Easy Scalable Production ETL#

We show a lightweight scalable data pipeline that runs large Python jobs on a schedule on the cloud.

It’s common to run regular large-scale Python jobs on the cloud as part of production data pipelines. Modern workflow orchestration systems like Prefect, Dagster, Airflow, Argo, etc. all work well for running jobs on a regular cadence, but we often see groups struggle with complexity around cloud infrastructure and lack of scalability.

Here we show a scalable data pipeline that runs regular jobs on the cloud with Coiled and Prefect. The pipeline consists of a few Python files in this GitHub repository which you can run yourself either locally or on the cloud. This approach is:

  • Easy to deploy on the cloud

  • Scalable across many cloud machines

  • Cheap to run on ephemeral VMs and a small always-on VM

Defining tasks and cloud hardware in Python makes it easy for Python data developers to write and deploy their processing code quickly.

import coiled
from prefect import task, flow
import pandas as pd

@task
@coiled.function(region="us-east-2", memory="64 GiB")  # <--- Define hardware in script
def json_to_parquet(filename):
    df = pd.read_json(filename)                        # <--- Use simple pandas functions
    df.to_parquet(OUTDIR / filename.with_suffix(".parquet").name)

@flow
def convert_all_files():
    files = list_files()
    json_to_parquet.map(files)                         # <--- Map across many files at once

Prefect runs Python jobs on a regular cadence. Coiled deploys Prefect on a cheap, always-on t3.medium instance (~$1/day) on AWS.

from datetime import timedelta
from prefect import serve

preprocess = json_to_parquet.to_deployment(
    name="preprocess",
    interval=timedelta(minutes=15),             # <--- Run job on a regular schedule
)
reduce = query_reduce.to_deployment(
    name="reduce",
    interval=timedelta(hours=24),               # <--- Different jobs at different schedules
)

...

serve(data, preprocess, reduce, ...)

Coiled creates on-demand Dask clusters for processing larger-than-memory datasets.

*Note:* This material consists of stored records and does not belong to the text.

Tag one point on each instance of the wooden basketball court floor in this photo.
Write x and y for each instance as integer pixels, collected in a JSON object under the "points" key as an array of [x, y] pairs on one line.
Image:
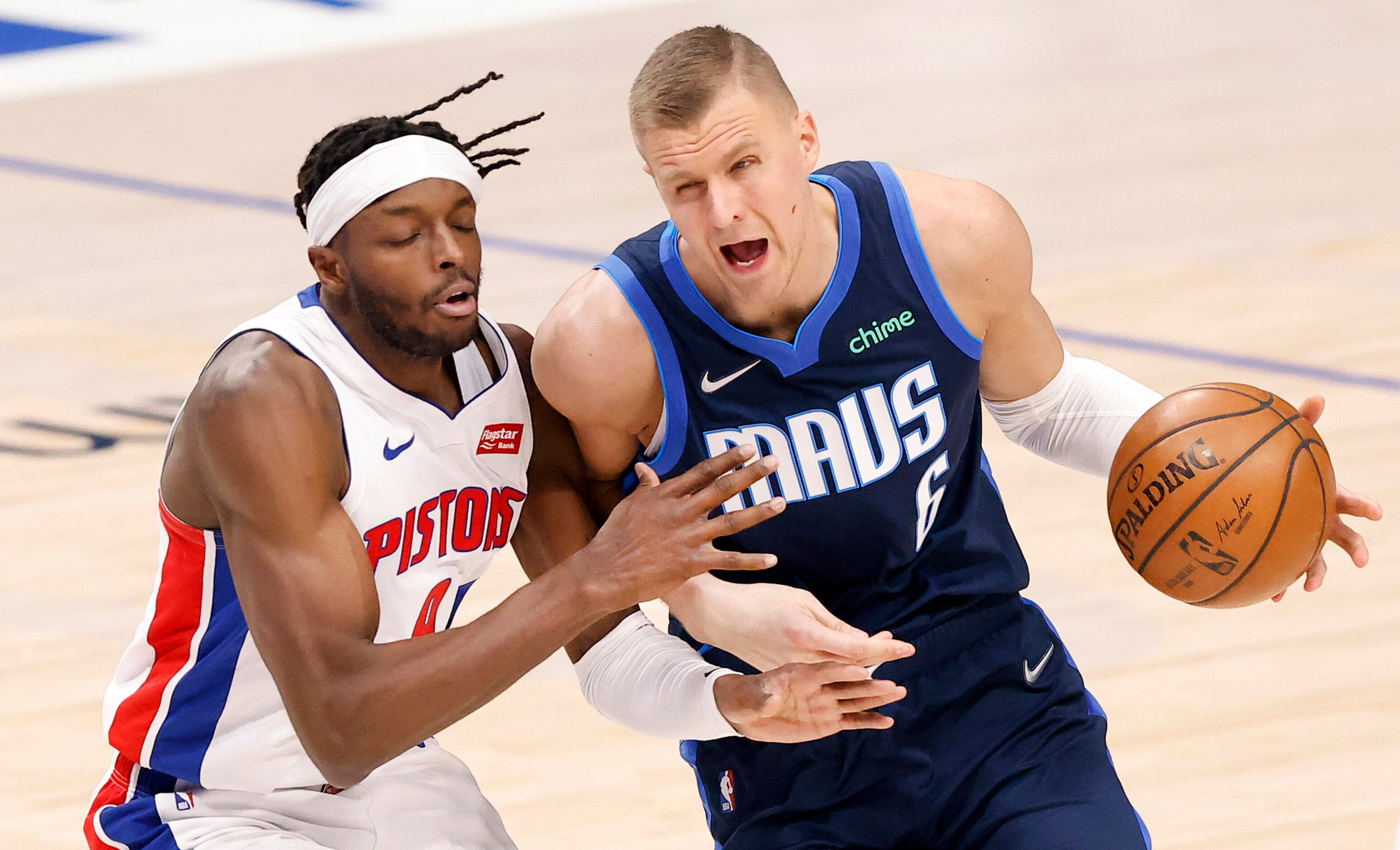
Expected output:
{"points": [[1213, 194]]}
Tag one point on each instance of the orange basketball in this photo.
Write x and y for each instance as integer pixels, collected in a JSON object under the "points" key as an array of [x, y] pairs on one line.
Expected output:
{"points": [[1221, 495]]}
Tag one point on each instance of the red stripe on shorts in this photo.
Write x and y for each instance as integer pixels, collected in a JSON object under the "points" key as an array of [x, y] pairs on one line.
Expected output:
{"points": [[180, 604], [114, 792]]}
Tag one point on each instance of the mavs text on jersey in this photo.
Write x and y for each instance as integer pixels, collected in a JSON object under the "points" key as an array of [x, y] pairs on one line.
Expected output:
{"points": [[894, 521]]}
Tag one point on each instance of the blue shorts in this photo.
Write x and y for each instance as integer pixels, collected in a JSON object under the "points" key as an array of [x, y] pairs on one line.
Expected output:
{"points": [[997, 747]]}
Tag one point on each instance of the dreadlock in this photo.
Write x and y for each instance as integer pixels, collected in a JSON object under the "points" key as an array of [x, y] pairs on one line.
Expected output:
{"points": [[348, 142]]}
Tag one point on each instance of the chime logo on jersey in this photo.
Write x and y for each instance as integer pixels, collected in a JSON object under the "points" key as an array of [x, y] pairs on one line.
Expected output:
{"points": [[503, 439], [866, 439], [727, 790], [467, 520]]}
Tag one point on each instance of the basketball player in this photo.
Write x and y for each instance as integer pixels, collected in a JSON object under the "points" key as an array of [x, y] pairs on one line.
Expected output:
{"points": [[852, 323], [343, 471]]}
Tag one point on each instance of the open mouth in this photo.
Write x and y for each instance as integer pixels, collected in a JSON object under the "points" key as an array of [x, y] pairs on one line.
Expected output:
{"points": [[745, 255], [460, 300]]}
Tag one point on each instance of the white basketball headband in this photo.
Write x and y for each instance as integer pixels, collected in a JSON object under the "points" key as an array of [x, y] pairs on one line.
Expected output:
{"points": [[381, 170]]}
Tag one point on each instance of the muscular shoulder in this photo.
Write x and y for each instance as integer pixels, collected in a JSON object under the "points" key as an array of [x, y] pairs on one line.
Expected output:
{"points": [[259, 412], [593, 359], [975, 241]]}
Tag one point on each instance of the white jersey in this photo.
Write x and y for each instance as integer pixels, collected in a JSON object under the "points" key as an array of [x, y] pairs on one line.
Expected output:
{"points": [[433, 496]]}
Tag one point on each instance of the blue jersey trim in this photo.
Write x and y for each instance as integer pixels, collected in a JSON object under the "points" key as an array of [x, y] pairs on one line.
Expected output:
{"points": [[672, 383], [986, 470], [789, 358], [457, 604], [311, 297], [1094, 707], [918, 261], [200, 697]]}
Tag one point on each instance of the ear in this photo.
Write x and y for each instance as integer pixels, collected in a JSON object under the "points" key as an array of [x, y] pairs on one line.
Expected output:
{"points": [[805, 126], [329, 268]]}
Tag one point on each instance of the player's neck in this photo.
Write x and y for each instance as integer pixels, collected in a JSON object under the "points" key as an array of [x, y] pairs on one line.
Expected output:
{"points": [[781, 315]]}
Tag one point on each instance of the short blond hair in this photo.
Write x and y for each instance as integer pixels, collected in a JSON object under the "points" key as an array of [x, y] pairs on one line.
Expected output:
{"points": [[682, 77]]}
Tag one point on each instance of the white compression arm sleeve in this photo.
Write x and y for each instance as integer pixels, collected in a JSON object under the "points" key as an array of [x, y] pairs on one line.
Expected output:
{"points": [[1080, 418], [653, 684]]}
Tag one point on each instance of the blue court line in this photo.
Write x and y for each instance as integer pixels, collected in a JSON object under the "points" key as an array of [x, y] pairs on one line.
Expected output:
{"points": [[17, 37], [251, 202], [562, 253], [1266, 364]]}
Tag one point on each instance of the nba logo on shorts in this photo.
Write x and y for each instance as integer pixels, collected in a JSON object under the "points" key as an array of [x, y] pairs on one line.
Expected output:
{"points": [[727, 792]]}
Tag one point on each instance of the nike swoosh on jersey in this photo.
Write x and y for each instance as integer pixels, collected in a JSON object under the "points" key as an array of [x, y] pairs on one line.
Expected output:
{"points": [[392, 453], [1033, 673], [708, 386]]}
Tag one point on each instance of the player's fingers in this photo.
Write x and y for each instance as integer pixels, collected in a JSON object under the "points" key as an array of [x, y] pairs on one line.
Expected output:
{"points": [[863, 652], [850, 691], [708, 471], [719, 559], [1316, 572], [735, 482], [729, 524], [1356, 505], [866, 703], [646, 477], [831, 673], [831, 621], [1352, 542], [1312, 408], [866, 720]]}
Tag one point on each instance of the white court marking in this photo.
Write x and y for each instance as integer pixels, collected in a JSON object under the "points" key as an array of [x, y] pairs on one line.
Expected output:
{"points": [[160, 38]]}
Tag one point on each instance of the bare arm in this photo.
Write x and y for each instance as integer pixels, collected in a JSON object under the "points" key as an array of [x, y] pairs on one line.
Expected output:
{"points": [[982, 258], [983, 265], [258, 456], [594, 363]]}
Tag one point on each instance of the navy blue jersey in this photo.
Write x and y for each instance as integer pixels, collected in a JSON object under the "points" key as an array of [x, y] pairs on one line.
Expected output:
{"points": [[894, 517]]}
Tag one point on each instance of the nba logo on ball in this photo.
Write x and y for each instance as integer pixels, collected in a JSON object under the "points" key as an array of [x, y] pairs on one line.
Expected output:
{"points": [[727, 792]]}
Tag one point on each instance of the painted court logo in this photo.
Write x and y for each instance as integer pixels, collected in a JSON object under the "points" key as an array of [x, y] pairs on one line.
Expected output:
{"points": [[727, 790], [503, 439]]}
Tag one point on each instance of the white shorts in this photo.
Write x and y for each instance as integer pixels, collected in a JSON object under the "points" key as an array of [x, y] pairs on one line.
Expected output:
{"points": [[423, 800]]}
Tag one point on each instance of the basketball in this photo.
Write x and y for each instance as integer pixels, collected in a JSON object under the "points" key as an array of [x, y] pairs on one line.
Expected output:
{"points": [[1220, 495]]}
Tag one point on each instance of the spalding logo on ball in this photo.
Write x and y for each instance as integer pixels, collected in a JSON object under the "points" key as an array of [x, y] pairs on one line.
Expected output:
{"points": [[1221, 495]]}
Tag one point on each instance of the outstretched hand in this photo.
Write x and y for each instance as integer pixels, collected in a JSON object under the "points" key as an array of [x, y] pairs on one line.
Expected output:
{"points": [[771, 625], [663, 534], [804, 702], [1349, 503]]}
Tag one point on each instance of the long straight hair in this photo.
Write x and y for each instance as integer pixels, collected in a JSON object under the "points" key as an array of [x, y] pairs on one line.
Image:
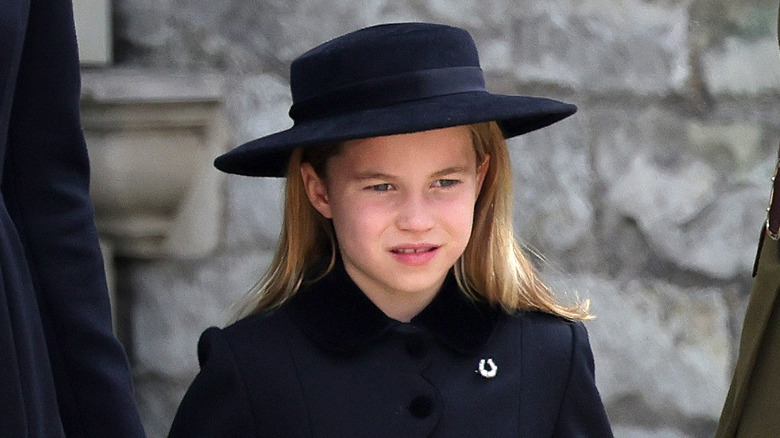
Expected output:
{"points": [[493, 265]]}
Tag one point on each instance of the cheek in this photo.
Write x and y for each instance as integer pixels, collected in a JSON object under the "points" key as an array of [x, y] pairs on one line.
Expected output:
{"points": [[357, 223]]}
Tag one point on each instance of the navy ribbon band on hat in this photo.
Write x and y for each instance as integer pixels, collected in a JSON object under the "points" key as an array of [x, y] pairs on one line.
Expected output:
{"points": [[389, 90]]}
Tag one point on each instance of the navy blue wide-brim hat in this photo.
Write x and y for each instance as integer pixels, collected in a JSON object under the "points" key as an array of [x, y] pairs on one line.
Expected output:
{"points": [[383, 80]]}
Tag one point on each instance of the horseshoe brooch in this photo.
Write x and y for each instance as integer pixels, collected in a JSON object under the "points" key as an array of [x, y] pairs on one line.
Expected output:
{"points": [[490, 371]]}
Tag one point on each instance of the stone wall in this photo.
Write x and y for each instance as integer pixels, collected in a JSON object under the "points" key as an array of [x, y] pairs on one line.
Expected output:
{"points": [[648, 201]]}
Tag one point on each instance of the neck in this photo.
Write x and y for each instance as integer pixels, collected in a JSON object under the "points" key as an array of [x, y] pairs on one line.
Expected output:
{"points": [[400, 305]]}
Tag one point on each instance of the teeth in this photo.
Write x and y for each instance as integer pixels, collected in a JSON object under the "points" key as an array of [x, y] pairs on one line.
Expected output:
{"points": [[412, 251]]}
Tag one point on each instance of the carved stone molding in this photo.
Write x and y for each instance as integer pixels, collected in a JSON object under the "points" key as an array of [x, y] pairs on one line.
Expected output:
{"points": [[152, 140]]}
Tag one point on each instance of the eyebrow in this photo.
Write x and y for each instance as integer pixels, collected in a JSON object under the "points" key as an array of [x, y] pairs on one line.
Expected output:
{"points": [[380, 175]]}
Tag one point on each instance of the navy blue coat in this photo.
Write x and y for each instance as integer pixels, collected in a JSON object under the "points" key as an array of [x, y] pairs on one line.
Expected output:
{"points": [[62, 372], [330, 364]]}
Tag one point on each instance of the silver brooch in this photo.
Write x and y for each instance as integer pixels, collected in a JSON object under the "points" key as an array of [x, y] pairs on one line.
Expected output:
{"points": [[490, 371]]}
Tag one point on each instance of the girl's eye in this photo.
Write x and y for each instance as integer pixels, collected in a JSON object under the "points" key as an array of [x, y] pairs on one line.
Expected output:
{"points": [[444, 183], [380, 187]]}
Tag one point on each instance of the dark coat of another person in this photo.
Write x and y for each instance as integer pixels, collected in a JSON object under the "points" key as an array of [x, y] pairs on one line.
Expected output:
{"points": [[62, 371], [329, 363]]}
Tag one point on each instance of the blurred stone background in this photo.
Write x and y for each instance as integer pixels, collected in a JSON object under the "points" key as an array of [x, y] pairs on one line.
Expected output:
{"points": [[648, 201]]}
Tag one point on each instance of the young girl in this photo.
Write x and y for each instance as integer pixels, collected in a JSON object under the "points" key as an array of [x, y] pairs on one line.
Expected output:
{"points": [[398, 303]]}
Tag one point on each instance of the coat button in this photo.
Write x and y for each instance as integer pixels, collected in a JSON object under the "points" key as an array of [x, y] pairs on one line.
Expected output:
{"points": [[421, 407]]}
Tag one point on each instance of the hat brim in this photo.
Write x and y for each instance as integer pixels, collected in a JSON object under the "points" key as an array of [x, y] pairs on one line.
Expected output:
{"points": [[516, 115]]}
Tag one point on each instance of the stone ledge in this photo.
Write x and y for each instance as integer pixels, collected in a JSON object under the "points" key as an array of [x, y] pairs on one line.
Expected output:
{"points": [[152, 139]]}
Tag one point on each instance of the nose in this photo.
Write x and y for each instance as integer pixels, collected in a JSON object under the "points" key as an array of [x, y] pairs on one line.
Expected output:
{"points": [[416, 213]]}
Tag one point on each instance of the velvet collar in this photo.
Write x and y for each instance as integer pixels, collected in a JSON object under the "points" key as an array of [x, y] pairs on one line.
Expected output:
{"points": [[336, 315]]}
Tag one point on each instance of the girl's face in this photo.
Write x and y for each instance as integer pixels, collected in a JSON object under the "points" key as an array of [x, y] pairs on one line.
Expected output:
{"points": [[402, 208]]}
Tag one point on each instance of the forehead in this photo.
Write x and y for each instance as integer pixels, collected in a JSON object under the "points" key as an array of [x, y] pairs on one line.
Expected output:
{"points": [[446, 146]]}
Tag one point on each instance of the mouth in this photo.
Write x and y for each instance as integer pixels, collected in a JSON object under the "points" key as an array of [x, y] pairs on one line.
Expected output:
{"points": [[413, 250]]}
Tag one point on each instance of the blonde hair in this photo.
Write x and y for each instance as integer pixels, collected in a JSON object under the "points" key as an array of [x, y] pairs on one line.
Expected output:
{"points": [[493, 266]]}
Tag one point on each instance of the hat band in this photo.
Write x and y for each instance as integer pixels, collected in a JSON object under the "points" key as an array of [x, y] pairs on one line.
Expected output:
{"points": [[389, 90]]}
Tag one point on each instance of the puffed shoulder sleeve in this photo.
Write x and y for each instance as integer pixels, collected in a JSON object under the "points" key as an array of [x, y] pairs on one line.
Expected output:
{"points": [[216, 404], [582, 412]]}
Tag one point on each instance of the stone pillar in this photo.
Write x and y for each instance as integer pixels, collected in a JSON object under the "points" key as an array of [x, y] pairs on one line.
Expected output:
{"points": [[152, 140]]}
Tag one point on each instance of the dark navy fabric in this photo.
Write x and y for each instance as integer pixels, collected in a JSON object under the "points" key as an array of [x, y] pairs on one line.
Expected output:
{"points": [[63, 371], [330, 364]]}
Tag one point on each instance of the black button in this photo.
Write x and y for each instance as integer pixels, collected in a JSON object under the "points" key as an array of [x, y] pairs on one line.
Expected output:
{"points": [[421, 407], [415, 346]]}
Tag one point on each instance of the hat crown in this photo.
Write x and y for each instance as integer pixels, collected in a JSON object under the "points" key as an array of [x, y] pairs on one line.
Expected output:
{"points": [[369, 56]]}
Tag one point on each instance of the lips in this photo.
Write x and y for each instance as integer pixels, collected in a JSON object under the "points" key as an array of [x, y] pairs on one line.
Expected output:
{"points": [[414, 255], [413, 250]]}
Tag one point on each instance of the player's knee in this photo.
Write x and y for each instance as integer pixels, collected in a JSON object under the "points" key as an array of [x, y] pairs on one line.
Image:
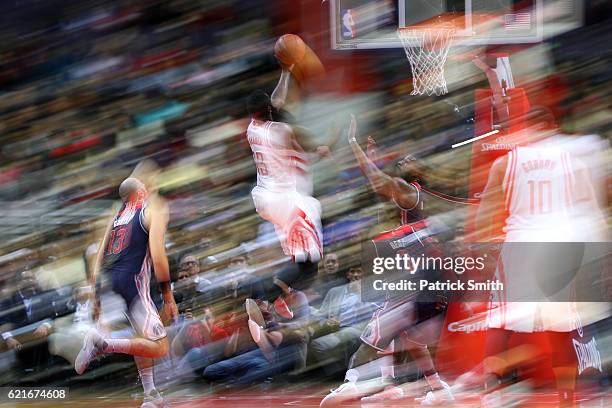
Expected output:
{"points": [[161, 348]]}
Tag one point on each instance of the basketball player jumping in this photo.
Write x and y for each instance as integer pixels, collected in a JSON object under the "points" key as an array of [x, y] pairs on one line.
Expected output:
{"points": [[134, 244], [282, 195], [396, 321]]}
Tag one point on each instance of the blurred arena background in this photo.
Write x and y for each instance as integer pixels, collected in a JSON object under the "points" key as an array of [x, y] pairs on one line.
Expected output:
{"points": [[90, 88]]}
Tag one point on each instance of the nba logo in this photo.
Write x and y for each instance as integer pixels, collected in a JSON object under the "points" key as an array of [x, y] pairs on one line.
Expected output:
{"points": [[348, 24]]}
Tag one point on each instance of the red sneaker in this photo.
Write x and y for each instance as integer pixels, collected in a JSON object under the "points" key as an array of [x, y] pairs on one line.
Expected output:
{"points": [[281, 308]]}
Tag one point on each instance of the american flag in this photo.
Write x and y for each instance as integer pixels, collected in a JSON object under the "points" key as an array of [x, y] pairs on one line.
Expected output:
{"points": [[517, 21]]}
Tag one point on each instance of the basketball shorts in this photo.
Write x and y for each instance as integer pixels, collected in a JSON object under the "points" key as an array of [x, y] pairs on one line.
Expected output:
{"points": [[142, 313], [393, 318], [297, 220]]}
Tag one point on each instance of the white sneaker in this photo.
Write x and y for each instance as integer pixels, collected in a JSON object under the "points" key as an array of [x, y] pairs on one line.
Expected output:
{"points": [[92, 348], [437, 397], [345, 392], [154, 400], [491, 400], [391, 393]]}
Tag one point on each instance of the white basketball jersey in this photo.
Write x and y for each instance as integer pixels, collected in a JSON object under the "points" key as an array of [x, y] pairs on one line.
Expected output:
{"points": [[538, 192], [273, 155]]}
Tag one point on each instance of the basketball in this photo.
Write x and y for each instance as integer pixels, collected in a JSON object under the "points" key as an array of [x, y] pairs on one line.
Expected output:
{"points": [[290, 49]]}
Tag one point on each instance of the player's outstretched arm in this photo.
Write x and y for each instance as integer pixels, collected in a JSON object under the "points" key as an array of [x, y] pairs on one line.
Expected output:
{"points": [[501, 108], [404, 194], [98, 266], [281, 95], [158, 223], [488, 224]]}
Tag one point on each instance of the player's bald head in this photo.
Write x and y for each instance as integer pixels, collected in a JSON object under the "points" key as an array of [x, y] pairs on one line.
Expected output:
{"points": [[146, 171], [129, 187]]}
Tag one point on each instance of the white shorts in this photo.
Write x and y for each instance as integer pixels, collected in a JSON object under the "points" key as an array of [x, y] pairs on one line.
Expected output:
{"points": [[297, 220], [526, 304]]}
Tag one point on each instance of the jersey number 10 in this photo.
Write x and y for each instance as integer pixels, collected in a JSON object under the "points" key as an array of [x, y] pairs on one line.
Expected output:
{"points": [[118, 240]]}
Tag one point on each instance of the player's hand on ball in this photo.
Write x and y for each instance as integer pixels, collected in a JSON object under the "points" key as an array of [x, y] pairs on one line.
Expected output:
{"points": [[13, 344], [372, 148], [352, 131]]}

This lets you scale out when you need to and only pay for hardware while you’re using it.

import coiled
from prefect import task, flow
import dask.dataframe as dd

@task
def unshipped_orders_by_revenue(bucket):
    with coiled.Cluster(
        n_workers=200,                  # <--- Ask for hundreds of workers
        region="us-west-2",             # <--- Run anywhere on any hardware
    ) as cluster:
        with cluster.get_client() as client:
            df = dd.read_parquet(bucket)
            result = ...   # Complex query
            result.to_parquet(...)

Data pipelines#

How do I process large-scale data continuously in production?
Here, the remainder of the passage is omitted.